There were, however, other aggravating circumstances present which explained why the objective gravity of the offence was elevated. Counsel for the applicant rightly conceded that if his arguments concerning the applicant’s state of mind and moral culpability were not made out, there were features of the offence that could explain its placement in the worst category. The circumstances of death and the applicant’s conduct at, and proximate to, the time of offending significantly increased his degree of criminality. Other victims were exposed to this horrific event. The manner of death, including the applicant’s conduct in preventing others from coming to the aid of Ms Millar, was given no more prominence than it deserved.
As we said in the joint judgment in Hudson v The Queen:[15]
Once there are features of the offending which require it to be characterised as falling within the worst category, the sentence will not become unreasonable or unjust because a lesser sentence has been passed in a like case or the same sentence has been passed for a case said to have worse features. The ‘worst’ category is to be understood as the joint judgment in Veen v The Queen (No 2) described it:
... the maximum penalty prescribed for an offence is intended for cases falling within the worst category of cases for which that penalty is prescribed: Ibbs v The Queen (1987) 163 CLR 447 at 451–452. That does not mean that a lesser penalty must be imposed if it be possible to envisage a worse case; ingenuity can always conjure up a case of greater heinousness. A sentence which imposes the maximum penalty offends this principle only if the case is recognizably outside the worst category.

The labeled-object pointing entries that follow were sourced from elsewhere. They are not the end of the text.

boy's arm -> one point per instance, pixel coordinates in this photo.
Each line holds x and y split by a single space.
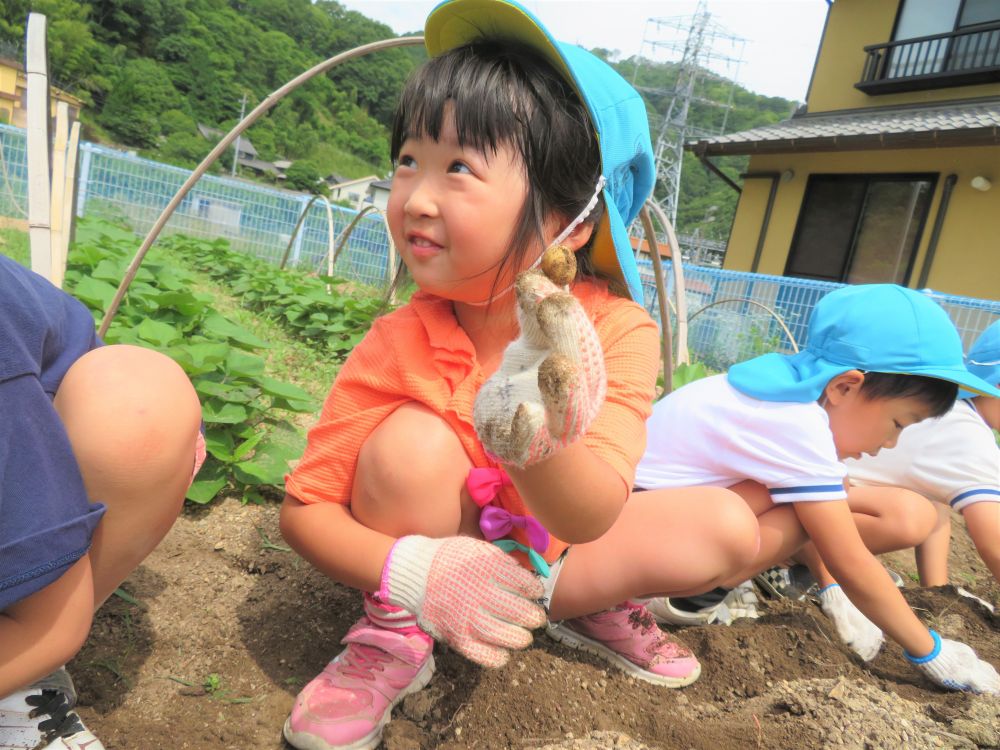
831 528
983 521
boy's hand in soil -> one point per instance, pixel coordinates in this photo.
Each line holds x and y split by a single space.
954 665
551 383
860 634
466 592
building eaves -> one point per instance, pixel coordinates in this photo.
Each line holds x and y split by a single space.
924 126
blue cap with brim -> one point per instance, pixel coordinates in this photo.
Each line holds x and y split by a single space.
871 327
983 359
616 110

In cases where a life sentence has been considered to be an appropriate sentence, the range of circumstances attracting that penalty is seen to vary widely. A detailed analysis of the cases in this worst category shows that the aggravating circumstance of pre-meditation is sometimes present. It was absent from the present case as the applicant’s offending did not involve pre-planning. On the other hand, there were aggravating features of the present case that are not to be found in those other cases. … Reference to features of ‘comparable’ cases in that worst category which are not present in the case under examination will not demonstrate that the impugned sentence is beyond the range of sentences that were available to the sentencing judge in the exercise of his discretion.[16]
[15](2010) 31 VR 610 (‘Hudson’).
[16]Ibid 619–20 [38]–[39].
Counsel submitted, as we earlier noted, that the applicant’s guilty plea was given less credit than was appropriate in the circumstances of the case. Her Honour dealt at some length with his plea and found that there was no remorse. That finding has not been challenged. Thus, the discount which the judge granted was necessarily reduced. Moreover, as Hudson illustrates, the nature of a crime may not require any discount for a plea of guilty and certainly not one which precludes the Court from imposing the type of sentence here imposed. We reject the submission that the sentence suggests that the objective utility of his plea was not given sufficient consideration.
The further submission that the non-parole period imposed demonstrates that insufficient weight was given to the guilty plea is similarly unpersuasive, relying, as it does, on resort to arithmetic comparisons.
Counsel’s submission that the judge’s failure to refer to the applicant’s limited criminal history in her sentencing remarks indicates that she gave insufficient weight to that factor must fail. Her Honour did both refer to this factor and consider it.[17]
[17]See Reasons, [28] and Transcript of Plea, DPP v Hopkins (Supreme Court of Victoria, King J, 30 September 2011) 100.
As to the submission that character references which were tendered were not given adequate consideration, her Honour did give careful consideration to the applicant’s prospects of rehabilitation, thereby addressing the very issues raised in those references. This point, in our view, has no substance.
The proposed appeal therefore has no prospect of success. The renewed application for an extension of time must be refused.